5. The Wolf of Wall Street - And on the subject of Leo DiCaprio playing some rich dude, this one was pretty good as well. It was also about the visual spectacle for me, something about watching excess makes me excited and sad in a way that is both fluffy fun and emotionally satisfying. I'm sure a lot of people watching this film thought all that money/cocaine/hookers looked like an ideal life, but man that would stress me out. If I was ever that filthy rich, I'd read books in an endlessly warm bathtub every day and go to a party like once every other month. In other news, I like Jonah Hill more with every film.

4. Anchorman 2: The Legend Continues - I liked this a lot better than the first Anchorman, actually. Not because it was actually better, I'm sure, but because my comedic tastes have become a lot more okay with this kind of wackiness over the years (I'm sure part of this can be attributed to my husband and our many improv comedy friends).

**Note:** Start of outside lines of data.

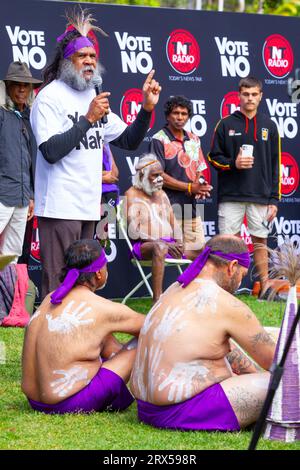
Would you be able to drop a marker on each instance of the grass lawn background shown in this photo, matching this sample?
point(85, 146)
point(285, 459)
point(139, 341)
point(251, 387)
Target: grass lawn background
point(22, 428)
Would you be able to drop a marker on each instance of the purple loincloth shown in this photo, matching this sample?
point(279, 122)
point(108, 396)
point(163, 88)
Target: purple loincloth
point(136, 249)
point(105, 392)
point(210, 410)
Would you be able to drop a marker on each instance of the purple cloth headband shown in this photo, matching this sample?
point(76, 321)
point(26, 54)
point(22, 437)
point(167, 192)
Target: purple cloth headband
point(73, 275)
point(196, 267)
point(75, 45)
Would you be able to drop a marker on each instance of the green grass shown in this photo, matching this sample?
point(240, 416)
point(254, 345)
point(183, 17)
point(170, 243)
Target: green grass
point(22, 428)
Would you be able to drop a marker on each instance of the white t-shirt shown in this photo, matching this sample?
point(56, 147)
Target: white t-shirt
point(70, 188)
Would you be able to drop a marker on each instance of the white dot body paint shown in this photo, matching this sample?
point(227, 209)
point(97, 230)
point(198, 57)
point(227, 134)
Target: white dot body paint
point(155, 355)
point(70, 377)
point(34, 316)
point(204, 298)
point(181, 379)
point(166, 325)
point(148, 320)
point(261, 382)
point(138, 374)
point(69, 319)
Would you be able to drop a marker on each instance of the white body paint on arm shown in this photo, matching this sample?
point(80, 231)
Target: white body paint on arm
point(63, 385)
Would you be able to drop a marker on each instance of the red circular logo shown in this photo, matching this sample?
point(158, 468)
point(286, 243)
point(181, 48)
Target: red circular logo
point(183, 51)
point(131, 103)
point(230, 103)
point(289, 174)
point(278, 56)
point(35, 242)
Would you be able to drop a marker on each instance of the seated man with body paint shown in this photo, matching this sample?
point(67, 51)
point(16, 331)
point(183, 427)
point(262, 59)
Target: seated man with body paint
point(71, 360)
point(151, 222)
point(188, 374)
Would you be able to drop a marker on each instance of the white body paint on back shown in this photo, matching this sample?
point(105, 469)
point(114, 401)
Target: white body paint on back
point(34, 316)
point(148, 320)
point(155, 355)
point(181, 379)
point(139, 373)
point(70, 377)
point(166, 325)
point(69, 319)
point(204, 298)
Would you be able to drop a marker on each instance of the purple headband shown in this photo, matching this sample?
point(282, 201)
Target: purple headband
point(73, 275)
point(75, 45)
point(196, 267)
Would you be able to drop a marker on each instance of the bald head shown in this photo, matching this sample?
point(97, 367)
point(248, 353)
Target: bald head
point(148, 175)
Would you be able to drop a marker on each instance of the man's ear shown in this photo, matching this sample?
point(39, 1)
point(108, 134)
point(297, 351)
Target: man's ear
point(232, 267)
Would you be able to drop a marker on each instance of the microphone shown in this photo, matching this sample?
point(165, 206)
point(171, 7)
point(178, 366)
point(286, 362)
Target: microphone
point(97, 81)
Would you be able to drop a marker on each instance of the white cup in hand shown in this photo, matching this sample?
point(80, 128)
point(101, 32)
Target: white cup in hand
point(247, 150)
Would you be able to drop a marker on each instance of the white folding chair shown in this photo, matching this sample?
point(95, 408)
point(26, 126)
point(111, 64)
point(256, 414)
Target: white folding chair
point(143, 264)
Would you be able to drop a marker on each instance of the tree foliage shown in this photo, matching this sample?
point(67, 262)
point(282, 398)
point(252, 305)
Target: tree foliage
point(275, 7)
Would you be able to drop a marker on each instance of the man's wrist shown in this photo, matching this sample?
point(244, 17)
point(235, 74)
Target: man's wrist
point(148, 107)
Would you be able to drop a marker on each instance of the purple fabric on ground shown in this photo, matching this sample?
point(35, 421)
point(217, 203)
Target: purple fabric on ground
point(106, 392)
point(210, 410)
point(8, 279)
point(136, 249)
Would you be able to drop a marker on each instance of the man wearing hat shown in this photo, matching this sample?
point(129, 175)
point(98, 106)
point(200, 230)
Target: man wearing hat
point(71, 360)
point(71, 124)
point(17, 153)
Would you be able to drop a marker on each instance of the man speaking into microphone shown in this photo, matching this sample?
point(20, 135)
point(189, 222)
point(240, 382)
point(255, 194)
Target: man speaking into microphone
point(66, 120)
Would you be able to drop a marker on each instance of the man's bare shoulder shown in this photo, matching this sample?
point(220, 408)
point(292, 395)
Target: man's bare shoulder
point(235, 307)
point(133, 193)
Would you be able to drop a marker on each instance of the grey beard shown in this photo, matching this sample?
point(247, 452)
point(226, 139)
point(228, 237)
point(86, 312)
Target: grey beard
point(75, 79)
point(147, 187)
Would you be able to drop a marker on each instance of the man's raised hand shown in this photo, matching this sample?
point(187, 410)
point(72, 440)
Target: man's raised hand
point(151, 91)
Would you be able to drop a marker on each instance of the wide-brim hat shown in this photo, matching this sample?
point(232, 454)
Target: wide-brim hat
point(19, 72)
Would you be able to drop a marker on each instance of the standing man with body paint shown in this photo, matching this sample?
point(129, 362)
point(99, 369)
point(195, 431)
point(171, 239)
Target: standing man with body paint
point(187, 373)
point(181, 157)
point(71, 335)
point(67, 122)
point(151, 222)
point(248, 182)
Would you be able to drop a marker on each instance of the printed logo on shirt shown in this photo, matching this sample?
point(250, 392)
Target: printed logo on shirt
point(93, 139)
point(230, 103)
point(234, 57)
point(278, 56)
point(135, 53)
point(131, 104)
point(27, 46)
point(197, 123)
point(285, 117)
point(233, 133)
point(264, 133)
point(289, 174)
point(183, 51)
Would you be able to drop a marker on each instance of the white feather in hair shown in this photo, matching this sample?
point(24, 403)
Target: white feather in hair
point(83, 21)
point(285, 262)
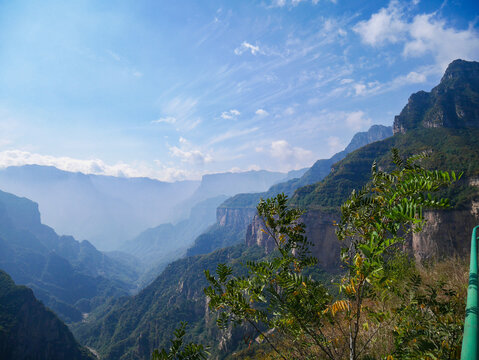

3. Blue Jasmine - The plot had a number of surprises for such a simple story. Plenty of laughs, too, in the "this is so true to life" or the "this is such a unique character" kind of way, not the jokey kind of way, which is often the humor that sticks with you longer. Every single character had that superb balance of likeablity and unlikeability that is the hallmark of very good writing and acting.

2. This is the End - Laughed the whole way through. It looked like the actors had a lot of fun making it, which is always a plus to me, especially in comedy (this also can definitely be said for Anchorman 2). The Backstreet Boys cameo at the end was the happiest I have ever been in my life.

1. Her - This will definitely be the movie that sticks with me the longest. I think about it quite frequently, as the themes of the film touch on so many themes of real life: relationships, technology,  what makes us human, where are we going as a human race, etc. I happened to have just finished Jeff Hawkin's On Intelligence when I watched this film, so the differences between humans and computers was already very much on my mind and the ideas of film fit so nicely into a lot of the things that I've been very interested in lately. Also, the set and costume design was impressive in its portrayal of the not-particularly-distant future. I also liked the optimism of the whole thing. I can think of very few films set in the future that aren't dystopian. I could see a million other stories that would fit into the setting created for this film, and that made the slice of that world that we did see feel very full-formed. Just plain a well-done film.